Combining results from different polls is one obvious strategy to deal with these problems: The combined sample size is bigger, and there is hope that the various sources of bias might offset each other. Hopefully.
Where Do the Data Come From?
The very useful site wahlrecht.de publishes margins from seven large German pollsters. Excluding INSA (they use an online-access panel), I check this site regularly and generate a data set from it that you can download here. To companies post (relatively) raw data, which I find preferable. What the others do to their figures, we cannot know.
How Does It Work?
The most straightforward idea in poll-pooling is calculating a moving (and possibly weighted). A more principled approach is model-based. My model borrows heavily from Simon Jackman’s (2005) paper and from Chris Hanretty’s application of a similar model to Italy, but differs in some respects. First, I treat the polls as draws from a multinomial distribution to account for Germany’s moderate multi-partyism. The parameters of this distribution depend on the relative strength of latent support for each party. Modelling the results as multinomial implies the constraint that the estimated shares must some to unity, which is useful. Second, like Jackman and Hanretty, I assume that latent support for each party follows a random walk (today’s support is yesterdays support plus a random quantity), but I allow for a drift: a linear trend in latent support over the course of the campaign. Third, I assign each poll to a week, because there are relatively few polls, and field-times are relatively long. Put differently, I assume that public opinion moves from week to week (but not from day to day).
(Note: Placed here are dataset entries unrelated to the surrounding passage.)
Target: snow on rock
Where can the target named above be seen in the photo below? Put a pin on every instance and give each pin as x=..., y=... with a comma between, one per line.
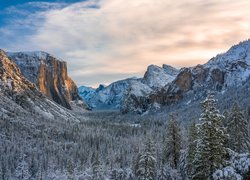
x=49, y=74
x=157, y=77
x=114, y=95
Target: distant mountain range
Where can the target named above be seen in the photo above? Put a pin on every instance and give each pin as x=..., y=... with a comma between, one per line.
x=38, y=79
x=164, y=86
x=112, y=96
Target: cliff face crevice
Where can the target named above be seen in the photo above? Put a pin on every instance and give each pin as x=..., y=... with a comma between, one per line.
x=49, y=74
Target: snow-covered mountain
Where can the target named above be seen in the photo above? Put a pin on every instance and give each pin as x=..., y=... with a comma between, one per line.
x=221, y=73
x=20, y=99
x=49, y=74
x=112, y=96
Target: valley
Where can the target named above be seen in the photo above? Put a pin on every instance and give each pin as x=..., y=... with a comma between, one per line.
x=154, y=127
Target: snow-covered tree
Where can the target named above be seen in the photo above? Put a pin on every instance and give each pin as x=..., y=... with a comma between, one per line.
x=210, y=153
x=167, y=172
x=238, y=130
x=192, y=142
x=97, y=169
x=172, y=148
x=22, y=170
x=147, y=163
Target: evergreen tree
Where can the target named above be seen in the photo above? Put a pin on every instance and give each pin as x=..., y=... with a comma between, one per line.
x=238, y=130
x=147, y=163
x=210, y=153
x=172, y=148
x=22, y=170
x=97, y=169
x=192, y=142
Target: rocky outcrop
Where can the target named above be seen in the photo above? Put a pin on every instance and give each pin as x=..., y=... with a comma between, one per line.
x=138, y=89
x=21, y=98
x=49, y=74
x=230, y=69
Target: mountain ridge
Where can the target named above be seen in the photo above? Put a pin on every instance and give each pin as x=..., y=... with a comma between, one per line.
x=49, y=74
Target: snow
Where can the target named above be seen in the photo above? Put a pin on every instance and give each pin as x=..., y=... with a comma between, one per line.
x=157, y=77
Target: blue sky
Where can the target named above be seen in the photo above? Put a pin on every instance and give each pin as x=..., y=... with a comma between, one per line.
x=107, y=40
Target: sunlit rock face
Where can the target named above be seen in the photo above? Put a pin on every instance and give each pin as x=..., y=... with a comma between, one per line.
x=49, y=74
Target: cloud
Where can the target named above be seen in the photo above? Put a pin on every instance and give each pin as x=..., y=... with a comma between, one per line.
x=122, y=37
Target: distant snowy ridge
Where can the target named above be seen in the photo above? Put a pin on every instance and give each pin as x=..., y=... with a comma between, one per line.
x=112, y=96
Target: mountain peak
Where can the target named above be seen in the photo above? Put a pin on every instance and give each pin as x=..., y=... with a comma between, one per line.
x=49, y=74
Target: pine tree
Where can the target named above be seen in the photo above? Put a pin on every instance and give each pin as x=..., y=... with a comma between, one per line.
x=192, y=142
x=172, y=148
x=238, y=130
x=147, y=163
x=97, y=169
x=210, y=152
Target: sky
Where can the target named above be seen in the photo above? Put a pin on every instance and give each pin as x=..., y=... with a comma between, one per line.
x=106, y=40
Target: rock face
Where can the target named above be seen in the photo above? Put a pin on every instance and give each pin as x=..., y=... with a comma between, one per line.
x=20, y=98
x=49, y=74
x=114, y=95
x=231, y=69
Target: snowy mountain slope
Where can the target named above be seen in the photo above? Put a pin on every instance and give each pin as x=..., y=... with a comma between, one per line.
x=21, y=99
x=157, y=77
x=112, y=96
x=49, y=74
x=222, y=72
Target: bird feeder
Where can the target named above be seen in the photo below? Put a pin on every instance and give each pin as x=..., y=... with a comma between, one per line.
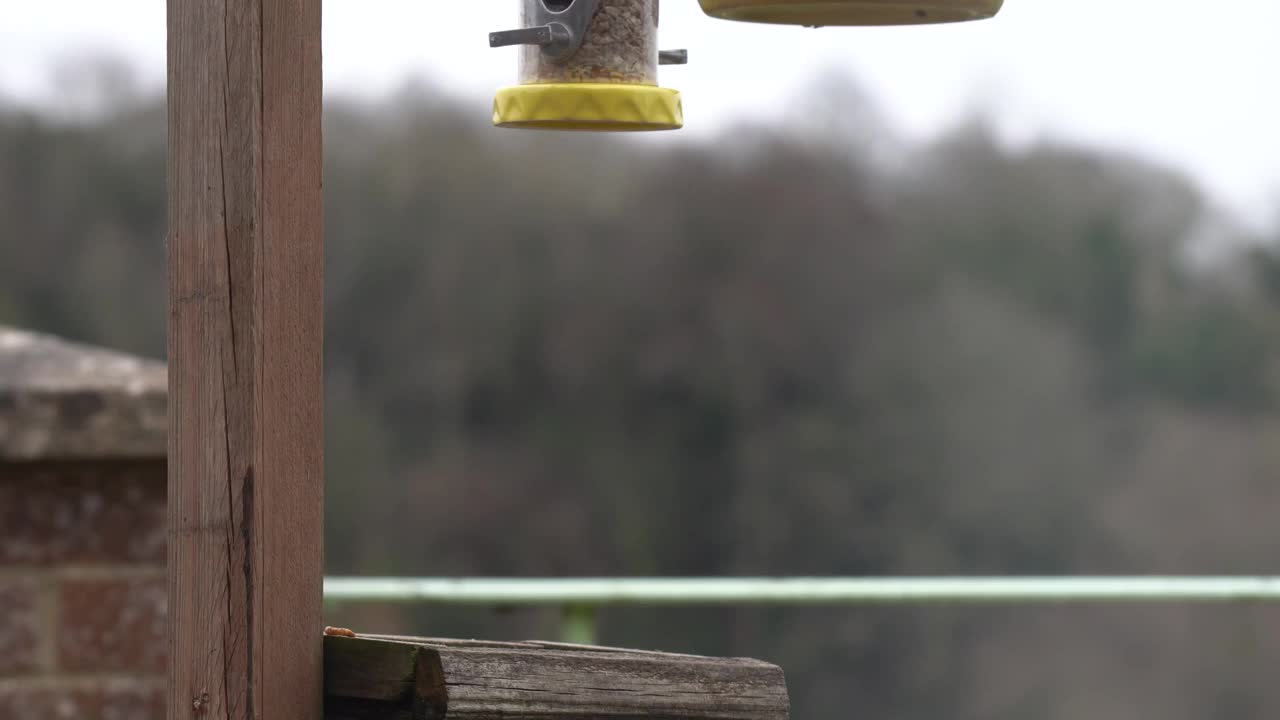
x=588, y=65
x=817, y=13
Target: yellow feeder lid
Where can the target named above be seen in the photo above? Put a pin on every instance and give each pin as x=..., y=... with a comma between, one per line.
x=588, y=106
x=851, y=12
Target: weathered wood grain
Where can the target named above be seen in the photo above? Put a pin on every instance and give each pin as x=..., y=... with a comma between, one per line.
x=245, y=359
x=434, y=679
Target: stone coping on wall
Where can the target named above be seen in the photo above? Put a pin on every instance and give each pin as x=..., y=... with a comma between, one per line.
x=62, y=400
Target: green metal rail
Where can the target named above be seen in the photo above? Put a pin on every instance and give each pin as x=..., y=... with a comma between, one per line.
x=580, y=598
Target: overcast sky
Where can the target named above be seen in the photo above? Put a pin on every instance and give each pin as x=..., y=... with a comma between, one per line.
x=1194, y=83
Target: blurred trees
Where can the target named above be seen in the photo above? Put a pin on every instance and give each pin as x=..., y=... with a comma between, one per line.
x=558, y=355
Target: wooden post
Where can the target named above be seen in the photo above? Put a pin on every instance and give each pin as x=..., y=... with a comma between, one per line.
x=245, y=360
The model estimates latent party support since January 2013 and makes predictions for the outcome of the election. The code (R & Bugs) is here.
Does It Work?
Honestly, I have no idea. This is work in progress, so take the findings with a pinch of salt.
What Could Possibly Go Wrong?
Everything? Anything? The most obviously dubious assumption of the model is that the polls are unbiased on average. Latent linear trends are a close second.